For her 2D work, Mary Filer’s preferred medium was watercolours. Whether the subject matter was portraits, abstracts, or landscapes, watercolours were most frequently used to bring her visions to life on paper, canvass or artist’s board. This section will highlight the various techniques Filer employed most frequently when working with watercolours, using two specific groups of paintings from the University’s collection as examples: the “Spring” series from the 1953 and the volcano pictures from the 1960s.
The technique Mary used to produce the small series named “Spring” is referred to as “wet on wet.” It involves the application of wet paint to wet areas of paper so that the water absorbs the paint and moves it to fill in the pre-wetted area. This creates an ethereal effect that works in tandem with the dreamy, whimsical subject matter. In the case of the “Spring” images, Filer also used fine black ink to outline and emphasize the figures rendered in watercolour. The practice of using multiple mediums in a single piece is something we see throughout Filer’s artistic career.

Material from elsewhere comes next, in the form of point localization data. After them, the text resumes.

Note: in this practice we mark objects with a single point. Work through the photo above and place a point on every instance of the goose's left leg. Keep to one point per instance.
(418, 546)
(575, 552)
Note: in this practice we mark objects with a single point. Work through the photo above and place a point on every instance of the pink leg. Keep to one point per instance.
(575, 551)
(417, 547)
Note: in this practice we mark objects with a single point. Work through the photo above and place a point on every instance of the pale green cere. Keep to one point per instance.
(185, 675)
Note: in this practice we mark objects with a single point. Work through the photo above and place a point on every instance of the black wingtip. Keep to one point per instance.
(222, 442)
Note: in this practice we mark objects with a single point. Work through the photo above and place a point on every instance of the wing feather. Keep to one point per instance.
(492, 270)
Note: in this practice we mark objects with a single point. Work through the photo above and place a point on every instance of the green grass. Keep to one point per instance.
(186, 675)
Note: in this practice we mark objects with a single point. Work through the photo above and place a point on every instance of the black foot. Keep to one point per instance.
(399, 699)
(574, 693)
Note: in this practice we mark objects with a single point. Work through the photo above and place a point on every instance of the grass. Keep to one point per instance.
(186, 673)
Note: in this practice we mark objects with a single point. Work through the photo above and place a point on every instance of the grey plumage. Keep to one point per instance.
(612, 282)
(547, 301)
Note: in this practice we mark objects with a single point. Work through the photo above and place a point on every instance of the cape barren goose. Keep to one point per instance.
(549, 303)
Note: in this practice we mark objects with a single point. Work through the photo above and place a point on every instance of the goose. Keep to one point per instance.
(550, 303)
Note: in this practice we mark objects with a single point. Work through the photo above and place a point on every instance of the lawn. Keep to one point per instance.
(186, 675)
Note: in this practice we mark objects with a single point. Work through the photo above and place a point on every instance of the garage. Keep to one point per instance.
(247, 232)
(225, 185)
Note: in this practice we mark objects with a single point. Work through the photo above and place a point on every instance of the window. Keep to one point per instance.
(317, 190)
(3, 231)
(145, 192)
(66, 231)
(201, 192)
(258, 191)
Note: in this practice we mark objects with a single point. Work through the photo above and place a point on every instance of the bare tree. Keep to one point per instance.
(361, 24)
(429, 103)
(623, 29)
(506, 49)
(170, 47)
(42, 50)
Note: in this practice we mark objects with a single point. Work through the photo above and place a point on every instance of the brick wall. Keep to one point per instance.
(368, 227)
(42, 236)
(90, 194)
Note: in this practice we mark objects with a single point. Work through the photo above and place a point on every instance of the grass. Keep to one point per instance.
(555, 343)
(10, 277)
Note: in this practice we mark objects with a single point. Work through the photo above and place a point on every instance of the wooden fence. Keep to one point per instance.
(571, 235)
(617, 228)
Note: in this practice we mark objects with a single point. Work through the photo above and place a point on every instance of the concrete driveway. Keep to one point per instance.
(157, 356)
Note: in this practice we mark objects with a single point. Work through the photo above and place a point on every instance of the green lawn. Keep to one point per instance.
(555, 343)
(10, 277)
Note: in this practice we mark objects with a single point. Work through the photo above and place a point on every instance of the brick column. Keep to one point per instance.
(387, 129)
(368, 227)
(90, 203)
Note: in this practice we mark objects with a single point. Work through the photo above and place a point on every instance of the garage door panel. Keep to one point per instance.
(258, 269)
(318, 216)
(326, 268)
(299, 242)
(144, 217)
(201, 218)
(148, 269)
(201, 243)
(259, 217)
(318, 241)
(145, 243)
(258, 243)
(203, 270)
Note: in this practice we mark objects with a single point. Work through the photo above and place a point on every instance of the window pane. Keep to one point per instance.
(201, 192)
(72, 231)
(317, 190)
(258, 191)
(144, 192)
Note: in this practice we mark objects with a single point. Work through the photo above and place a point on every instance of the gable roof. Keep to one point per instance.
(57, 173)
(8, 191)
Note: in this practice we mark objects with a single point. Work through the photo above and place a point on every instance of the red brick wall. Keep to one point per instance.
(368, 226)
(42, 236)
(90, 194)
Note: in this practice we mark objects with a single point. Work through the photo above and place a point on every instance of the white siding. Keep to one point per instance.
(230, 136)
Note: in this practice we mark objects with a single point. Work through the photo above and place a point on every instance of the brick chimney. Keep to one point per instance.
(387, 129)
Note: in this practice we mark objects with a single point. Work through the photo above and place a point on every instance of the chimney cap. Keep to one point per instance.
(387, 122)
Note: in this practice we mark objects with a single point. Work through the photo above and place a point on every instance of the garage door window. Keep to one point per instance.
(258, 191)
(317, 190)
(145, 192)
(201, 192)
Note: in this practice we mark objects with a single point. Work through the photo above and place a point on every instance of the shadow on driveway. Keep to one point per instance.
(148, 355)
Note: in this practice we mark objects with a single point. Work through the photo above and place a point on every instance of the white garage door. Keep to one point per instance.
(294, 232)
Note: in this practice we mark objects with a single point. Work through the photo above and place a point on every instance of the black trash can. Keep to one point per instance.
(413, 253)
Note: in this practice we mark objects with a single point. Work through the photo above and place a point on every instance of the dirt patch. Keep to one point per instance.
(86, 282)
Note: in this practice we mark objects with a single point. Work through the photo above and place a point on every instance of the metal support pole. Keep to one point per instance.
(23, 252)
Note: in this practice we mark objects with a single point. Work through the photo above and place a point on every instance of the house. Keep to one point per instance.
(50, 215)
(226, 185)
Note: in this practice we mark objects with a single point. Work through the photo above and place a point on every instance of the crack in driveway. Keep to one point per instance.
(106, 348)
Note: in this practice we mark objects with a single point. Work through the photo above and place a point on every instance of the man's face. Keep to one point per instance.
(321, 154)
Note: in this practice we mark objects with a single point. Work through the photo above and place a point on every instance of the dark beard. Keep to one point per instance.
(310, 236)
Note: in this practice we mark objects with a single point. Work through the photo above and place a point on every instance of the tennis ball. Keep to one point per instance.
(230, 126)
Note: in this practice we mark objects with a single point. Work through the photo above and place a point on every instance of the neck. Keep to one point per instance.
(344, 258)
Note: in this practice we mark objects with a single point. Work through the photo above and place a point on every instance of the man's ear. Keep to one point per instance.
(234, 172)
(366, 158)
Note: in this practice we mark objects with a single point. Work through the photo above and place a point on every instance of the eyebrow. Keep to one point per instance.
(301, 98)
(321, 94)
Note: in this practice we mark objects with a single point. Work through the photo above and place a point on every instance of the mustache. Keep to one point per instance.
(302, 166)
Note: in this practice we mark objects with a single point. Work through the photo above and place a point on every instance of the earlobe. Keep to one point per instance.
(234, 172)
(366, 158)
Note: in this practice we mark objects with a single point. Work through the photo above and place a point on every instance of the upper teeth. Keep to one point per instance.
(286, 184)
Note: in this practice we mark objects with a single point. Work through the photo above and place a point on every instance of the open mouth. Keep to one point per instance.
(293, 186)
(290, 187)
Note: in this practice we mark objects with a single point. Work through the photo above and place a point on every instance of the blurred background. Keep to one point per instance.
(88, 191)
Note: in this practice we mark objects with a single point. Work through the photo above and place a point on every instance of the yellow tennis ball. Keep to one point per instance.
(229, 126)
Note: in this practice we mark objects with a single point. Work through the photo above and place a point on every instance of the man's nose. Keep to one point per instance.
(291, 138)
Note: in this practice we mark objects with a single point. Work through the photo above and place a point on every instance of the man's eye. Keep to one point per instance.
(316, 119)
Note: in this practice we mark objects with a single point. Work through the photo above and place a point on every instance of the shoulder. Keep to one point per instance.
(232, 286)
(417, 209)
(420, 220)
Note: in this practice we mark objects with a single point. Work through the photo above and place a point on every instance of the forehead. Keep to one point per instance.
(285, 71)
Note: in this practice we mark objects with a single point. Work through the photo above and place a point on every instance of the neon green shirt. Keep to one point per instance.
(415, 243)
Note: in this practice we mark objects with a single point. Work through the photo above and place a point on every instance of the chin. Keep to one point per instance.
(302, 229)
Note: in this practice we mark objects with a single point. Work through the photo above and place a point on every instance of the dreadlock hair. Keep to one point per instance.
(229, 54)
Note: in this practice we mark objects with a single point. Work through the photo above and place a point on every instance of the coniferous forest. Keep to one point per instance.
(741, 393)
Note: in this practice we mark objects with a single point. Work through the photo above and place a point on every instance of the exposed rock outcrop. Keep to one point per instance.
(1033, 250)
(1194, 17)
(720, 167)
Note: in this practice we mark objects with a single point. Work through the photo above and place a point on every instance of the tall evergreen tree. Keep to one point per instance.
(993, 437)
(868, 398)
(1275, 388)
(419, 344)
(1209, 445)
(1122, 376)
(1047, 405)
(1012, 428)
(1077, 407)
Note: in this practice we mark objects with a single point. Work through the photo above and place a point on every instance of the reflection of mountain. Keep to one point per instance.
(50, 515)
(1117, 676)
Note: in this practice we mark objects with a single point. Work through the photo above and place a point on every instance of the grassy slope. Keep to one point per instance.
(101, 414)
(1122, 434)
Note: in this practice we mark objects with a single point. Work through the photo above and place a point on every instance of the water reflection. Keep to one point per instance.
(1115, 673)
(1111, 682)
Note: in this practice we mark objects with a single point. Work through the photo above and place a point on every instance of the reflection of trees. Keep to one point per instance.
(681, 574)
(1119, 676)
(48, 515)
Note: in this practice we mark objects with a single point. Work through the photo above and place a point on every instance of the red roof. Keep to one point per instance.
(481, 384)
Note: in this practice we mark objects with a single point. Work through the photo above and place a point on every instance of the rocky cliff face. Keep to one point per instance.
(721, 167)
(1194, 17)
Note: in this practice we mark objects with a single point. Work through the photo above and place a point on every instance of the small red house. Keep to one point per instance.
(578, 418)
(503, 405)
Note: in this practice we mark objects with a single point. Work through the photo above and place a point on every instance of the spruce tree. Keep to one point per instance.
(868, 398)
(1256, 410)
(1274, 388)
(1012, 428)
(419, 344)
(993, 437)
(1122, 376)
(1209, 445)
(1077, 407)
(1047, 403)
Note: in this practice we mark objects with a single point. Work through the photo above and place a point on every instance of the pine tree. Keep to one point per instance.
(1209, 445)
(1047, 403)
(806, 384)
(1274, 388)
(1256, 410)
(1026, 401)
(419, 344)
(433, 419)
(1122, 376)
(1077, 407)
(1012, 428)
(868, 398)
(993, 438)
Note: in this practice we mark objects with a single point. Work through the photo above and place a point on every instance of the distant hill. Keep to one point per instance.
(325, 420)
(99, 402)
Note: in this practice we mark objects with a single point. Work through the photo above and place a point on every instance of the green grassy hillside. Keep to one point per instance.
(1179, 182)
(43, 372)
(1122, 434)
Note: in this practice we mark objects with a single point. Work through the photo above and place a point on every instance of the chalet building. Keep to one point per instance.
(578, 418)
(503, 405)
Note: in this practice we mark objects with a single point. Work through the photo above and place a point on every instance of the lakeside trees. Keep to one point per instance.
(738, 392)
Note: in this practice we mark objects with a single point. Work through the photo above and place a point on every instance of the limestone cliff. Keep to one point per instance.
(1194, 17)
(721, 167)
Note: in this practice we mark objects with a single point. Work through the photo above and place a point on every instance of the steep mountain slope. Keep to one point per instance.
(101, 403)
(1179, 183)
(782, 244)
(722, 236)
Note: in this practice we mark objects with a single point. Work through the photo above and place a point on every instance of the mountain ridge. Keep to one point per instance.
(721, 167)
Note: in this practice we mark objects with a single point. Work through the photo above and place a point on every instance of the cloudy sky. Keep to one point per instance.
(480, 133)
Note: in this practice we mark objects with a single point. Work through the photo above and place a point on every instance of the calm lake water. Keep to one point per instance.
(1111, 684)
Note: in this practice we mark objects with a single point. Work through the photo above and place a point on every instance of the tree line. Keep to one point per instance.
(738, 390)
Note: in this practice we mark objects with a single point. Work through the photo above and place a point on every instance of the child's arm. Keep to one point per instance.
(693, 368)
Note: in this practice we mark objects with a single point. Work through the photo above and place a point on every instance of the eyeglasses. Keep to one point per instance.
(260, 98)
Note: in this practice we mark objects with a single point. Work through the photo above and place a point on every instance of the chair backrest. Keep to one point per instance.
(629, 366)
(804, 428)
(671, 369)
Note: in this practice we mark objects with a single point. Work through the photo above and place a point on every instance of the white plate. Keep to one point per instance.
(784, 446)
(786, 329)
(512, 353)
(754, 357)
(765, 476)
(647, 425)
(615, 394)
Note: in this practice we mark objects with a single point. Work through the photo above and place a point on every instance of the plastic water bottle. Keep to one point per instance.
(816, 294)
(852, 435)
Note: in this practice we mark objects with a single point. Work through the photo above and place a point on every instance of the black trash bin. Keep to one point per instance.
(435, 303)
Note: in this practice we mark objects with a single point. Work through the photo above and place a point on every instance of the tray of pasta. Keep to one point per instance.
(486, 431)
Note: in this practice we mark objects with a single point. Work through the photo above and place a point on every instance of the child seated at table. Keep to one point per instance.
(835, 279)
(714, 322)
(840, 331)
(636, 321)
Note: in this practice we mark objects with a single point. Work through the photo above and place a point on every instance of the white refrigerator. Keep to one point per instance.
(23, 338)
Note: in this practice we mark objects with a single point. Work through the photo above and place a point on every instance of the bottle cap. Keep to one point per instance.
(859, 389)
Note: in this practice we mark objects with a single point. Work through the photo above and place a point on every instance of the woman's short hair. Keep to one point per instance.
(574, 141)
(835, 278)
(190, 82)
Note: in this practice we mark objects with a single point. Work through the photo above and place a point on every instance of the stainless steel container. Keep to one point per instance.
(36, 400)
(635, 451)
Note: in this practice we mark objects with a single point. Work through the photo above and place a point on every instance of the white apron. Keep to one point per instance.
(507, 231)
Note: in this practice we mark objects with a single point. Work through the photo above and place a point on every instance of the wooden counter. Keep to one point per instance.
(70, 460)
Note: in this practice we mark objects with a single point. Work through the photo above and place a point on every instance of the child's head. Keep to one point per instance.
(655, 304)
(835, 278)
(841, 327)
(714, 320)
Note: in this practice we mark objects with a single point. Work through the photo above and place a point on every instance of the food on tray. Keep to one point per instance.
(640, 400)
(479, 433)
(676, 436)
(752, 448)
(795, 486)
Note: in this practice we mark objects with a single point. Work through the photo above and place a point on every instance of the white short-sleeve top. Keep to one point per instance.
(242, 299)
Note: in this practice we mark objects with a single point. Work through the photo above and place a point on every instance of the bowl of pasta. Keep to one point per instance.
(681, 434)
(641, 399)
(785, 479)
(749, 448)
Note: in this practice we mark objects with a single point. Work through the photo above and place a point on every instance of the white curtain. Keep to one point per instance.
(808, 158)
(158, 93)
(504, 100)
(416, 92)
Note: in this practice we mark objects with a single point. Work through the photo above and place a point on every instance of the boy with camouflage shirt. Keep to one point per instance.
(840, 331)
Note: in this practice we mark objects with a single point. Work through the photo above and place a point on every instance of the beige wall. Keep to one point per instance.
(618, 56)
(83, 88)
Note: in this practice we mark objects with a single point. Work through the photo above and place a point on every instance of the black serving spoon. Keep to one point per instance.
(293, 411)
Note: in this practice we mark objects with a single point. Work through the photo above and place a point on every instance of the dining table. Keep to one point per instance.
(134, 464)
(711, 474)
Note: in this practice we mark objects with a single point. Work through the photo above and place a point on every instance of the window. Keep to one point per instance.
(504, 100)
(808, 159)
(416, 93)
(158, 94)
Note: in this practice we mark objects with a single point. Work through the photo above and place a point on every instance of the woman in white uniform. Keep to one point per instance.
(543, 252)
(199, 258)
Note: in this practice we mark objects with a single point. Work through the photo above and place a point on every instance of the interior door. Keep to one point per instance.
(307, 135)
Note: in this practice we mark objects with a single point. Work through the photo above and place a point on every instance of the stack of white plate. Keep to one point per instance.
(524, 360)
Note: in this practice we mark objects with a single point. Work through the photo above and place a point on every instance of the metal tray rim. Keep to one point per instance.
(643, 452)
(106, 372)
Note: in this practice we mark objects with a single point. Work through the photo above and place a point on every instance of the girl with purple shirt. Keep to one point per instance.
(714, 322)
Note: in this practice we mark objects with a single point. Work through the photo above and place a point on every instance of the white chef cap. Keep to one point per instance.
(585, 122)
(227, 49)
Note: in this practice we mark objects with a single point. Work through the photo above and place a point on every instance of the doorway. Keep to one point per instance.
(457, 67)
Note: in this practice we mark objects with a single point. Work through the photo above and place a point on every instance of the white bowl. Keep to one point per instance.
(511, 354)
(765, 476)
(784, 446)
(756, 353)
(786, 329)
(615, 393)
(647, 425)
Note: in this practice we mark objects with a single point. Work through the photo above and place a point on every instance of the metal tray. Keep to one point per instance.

The natural world was a never-ending source of inspiration for Mary, as evidenced in the aforementioned “Spring” series, as well as with the numerous landscapes, depictions of flowers and gardens, and her fascination with volcanoes. With the latter, we can observe several different uses of watercolour: “wet on wet,” “wet on dry” (which, as the name suggests, is the application of wet paint to dry paper) and “watercolour resist.” The latter is a technique that involves creating a masking effect on the picture surface where paint will not adhere. Mary used wax for this purpose and the end result tends to resemble pastel or crayon brushstrokes more than typical watercolour. In the volcano pictures, we see layering of colours and the “watercolour resist” approach used to emphasize the dramatic plumes of volcanic smoke and ash.
Incidentally, the particular volcano that appeared to have most served as Filer’s inspiration is Quebec’s Mont Saint-Bruno, which she referred to often as simply “Mt. Bruno.” Mary spent several years living in Montreal during the mid 1940s, which is within close proximity to the Mont-Saint-Bruno National Park.